On the Pnyx hill we may recall the Athenian Assembly, and may turn in fancy the voluminous pages of Congressional Records filled with patriotism and jealousy; we listen to Pericles and his persuasive schemes for imperial expansion; or to Socrates, president for the day, refusing, amidst the clamours of demos and demagogues, to put to vote the illegal proposition to condemn in a body the ten generals; or to Demosthenes pleading, denouncing, planning for the welfare of the city. Or in the half-light before dawn we may see the suffragettes of Aristophanes’s “Ecclesiazusæ” filing up the hill. More wily than their modern sisters, they have disguised themselves with beards and have dressed in the shoes and cloaks distrained from their husbands, imprisoned at home by naked necessity. With no man to oppose, the women quickly transfer the whole control of the State to themselves, and institute reforms that would put to shame the most radical of modern socialists. A slave, in the “Wasps” of Aristophanes, once had a dream by no means respectful to the Athenian legislature. Some sheep, with cloaks and staves, sat huddled together like just so many Athenians on the seats of the Pnyx, holding an Assembly. To-day the hill is left lonely, and the wandering goats, with their solemn faces and long beards, might renew the sittings unmolested.

In the face of the hill fronting towards the Acropolis, the rock-chamber of the Callirrhoë spring, with its sloping entrance and the parapet within, has been suggested as the original of the famous cave in Plato’s “Republic.” The Vari Cave, on the south side of Hymettus, might have made less of a strain, as has been urged, upon Plato’s imagination. However faint the resemblance of the Callirrhoë cave to Plato’s complex setting, it is enough to emphasize the vitality of this realistic figure, which has become typical, in modern poetry and prose, of the denizens of earth watching and naming the shadows thrown by the fire-light upon the cave’s wall, unable by reason of fetters to look around at the objects moving behind them, much less to rise and climb the long ascent to the brighter light above.
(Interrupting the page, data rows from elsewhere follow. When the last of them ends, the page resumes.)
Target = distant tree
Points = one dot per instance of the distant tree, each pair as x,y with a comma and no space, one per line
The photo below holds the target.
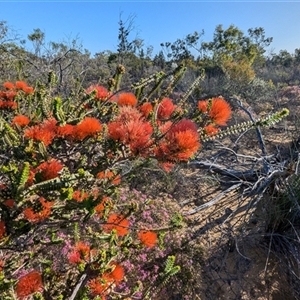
235,53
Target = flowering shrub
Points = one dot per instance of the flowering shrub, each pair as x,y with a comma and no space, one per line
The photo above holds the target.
68,228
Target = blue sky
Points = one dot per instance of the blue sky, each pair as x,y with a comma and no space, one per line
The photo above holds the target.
95,23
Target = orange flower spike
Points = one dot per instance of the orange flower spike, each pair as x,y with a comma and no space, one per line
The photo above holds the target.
203,106
21,120
117,222
148,238
49,169
9,203
117,273
128,99
29,284
220,111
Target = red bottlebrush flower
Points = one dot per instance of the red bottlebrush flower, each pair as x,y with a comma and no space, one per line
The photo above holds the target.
101,92
39,134
29,284
220,111
21,85
210,129
28,90
128,99
74,257
8,104
117,274
49,169
44,132
117,222
80,196
148,238
2,229
21,120
184,125
87,127
39,213
165,109
109,175
203,106
8,85
9,203
146,109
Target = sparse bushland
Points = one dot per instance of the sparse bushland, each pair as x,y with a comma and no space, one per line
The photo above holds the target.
105,192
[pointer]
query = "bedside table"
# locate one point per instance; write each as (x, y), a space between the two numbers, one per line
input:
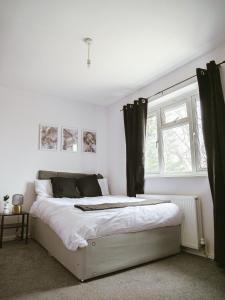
(23, 224)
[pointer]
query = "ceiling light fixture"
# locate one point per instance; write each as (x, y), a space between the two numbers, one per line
(88, 41)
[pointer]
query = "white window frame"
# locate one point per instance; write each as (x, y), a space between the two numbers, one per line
(190, 99)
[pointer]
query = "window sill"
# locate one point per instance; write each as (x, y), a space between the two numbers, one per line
(202, 174)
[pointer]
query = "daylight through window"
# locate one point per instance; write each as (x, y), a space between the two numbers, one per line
(174, 139)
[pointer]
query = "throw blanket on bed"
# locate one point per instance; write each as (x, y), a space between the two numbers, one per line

The innocent-looking ravine west of the Hill of the Nymphs is identified with the Barathrum. In antiquity its fame had penetrated to the underworld, where the innkeeper’s maid threatened to pitch the Pseudo-Heracles “into the Barathrum.” And Herodotus’s apocryphal story is at least ben trovato. He relates that, when the ambassadors of Darius came asking tokens of submission from the Greeks: “Some [the Athenians] took the messengers and threw them into the Barathrum, others [the Spartans] into a well, and bade them take earth and water from there to their King.” Miltiades, the hero of Marathon, if we are to believe the allusion in the “Gorgias,” barely escaped with a fine and banishment instead of the criminal’s end in this same pit.

If even the skeleton of the Athenian Market-place could be resurrected, like that of the Roman Forum, many scores of allusions would take on a local habitation. The Agora was the centre of life. In classic times it probably lay in the depression west of the “Theseum” hill, and extended, from the slopes of the Areopagus, northward about to the modern Hadrian street. Pindar, with no idle flattery, spoke of the “fair-famed Agora, in sacred Athens, inlaid with cunning workmanship.” Sculptor, painter, and architect gave of their best. The Prytaneum, close to, or in the Agora, was the city’s fireside. Distinguished foreigners and citizens here and in the Tholus enjoyed, temporarily or for life, the public hospitality. Socrates ironically suggests to his judges that the sentence really fitting his case would be: “Maintenance in the Prytaneum, much more so indeed than if any one of you has come off victor at Olympia with a race horse, a pair, or a four-horse team.” Plutarch relates that Aristides, far from enriching himself from the public purse, left not even enough for his funeral expenses, and that the Athenians “married off his daughters from the Prytaneum at the public cost—voting a dowry of three thousand drachmas to each.” In the stoas that faced upon the Agora the citizens heard and discussed many a new thing, from the days when the great painting of the battle of Marathon was fresh in the Painted Porch, to the time when the Stoics appropriated this colonnade. In time of war a man would look fearfully at the bulletin board near by, to see if his name was posted for military duty; or in time of truce would feel that yonder beautiful group of Peace with the child Wealth best reproduced to the eyes the blessings so often absent during the wearisome Peloponnesian wars,—blessings which Bacchylides, the admiring neighbour of Athens, had celebrated:—

“And now for mortals Peace, the mighty mother, giveth birth

To Wealth and bears culled flowers of honey’d minstrelsy.

She makes on sculptured altars of the gods to blaze

Thigh pieces, in the yellow flame, of bullocks and of thick-fleeced lambs,

And lets the youths give thought to athletes’ toil and flutes and revelry.